Google has been fined by the French data protection agency for its collection of online data, including e-mail exchanges and passwords, as it mapped urban landscapes for its Street View service.
The US internet group was fined €100,000 ($142,000) by the French National Commission for Computing and Liberties (CNIL) after it collected data over unencrypted WiFi networks without the knowledge of internet users.
Google admitted last year that its fleet of cars photographing buildings for its Street View service had collected the information, sent over unsecured home wireless networks, due to a programming error.
Although the group has long faced scrutiny of its Street View service, this is the first time a regulator has fined it for the breach.
“The way they collected the data were unfair,” said Yann Padova, secretary-general of the independent regulator.
“CNIL also considers there was a lack of co-operation from Google in terms of the information given about the software within the Google cars,” he added.

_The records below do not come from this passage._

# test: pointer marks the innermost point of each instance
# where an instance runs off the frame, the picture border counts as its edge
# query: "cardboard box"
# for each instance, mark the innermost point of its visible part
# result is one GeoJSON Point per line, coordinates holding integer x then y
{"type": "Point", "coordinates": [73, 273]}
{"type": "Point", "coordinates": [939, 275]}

The company said on Monday that it was “profoundly sorry” for the collection of data. “As soon as we realised what had happened, we stopped collecting all WiFi data from our Street View cars and immediately informed the authorities,” said Peter Fleischer, Google’s global privacy counsel.
Google said that deleting the data “has always been our priority”, adding it was still studying the decision to see if it would appeal.
The fine is the largest the French regulator has issued to date, although it falls short of the possible €150,000 penalty as it is the first breach by Google.
“By imposing one of the largest fines ever issued in France, the CNIL is also sending a signal to its counterparts in Europe that data protection authorities should step up their enforcement activities since the same activity occurred elsewhere in Europe,” said professor Joel Reidenberg, an expert on internet privacy at Fordham University in New York. “This is a significant case because it sends a powerful message that the CNIL is serious about enforcement and is willing to use its enhanced authority.”
The French watchdog was critical of the US company’s collection of tens of thousands of WiFi hotspot locations, calling the method of gaining such information without the consent of users “unfair”, arguing it had helped Google acquire a “dominant position” in the field of location services.
It noted that Google had stopped collecting information on WiFi hot spots via its Street View vehicles, but said the collection of access points through its location mobile app continued.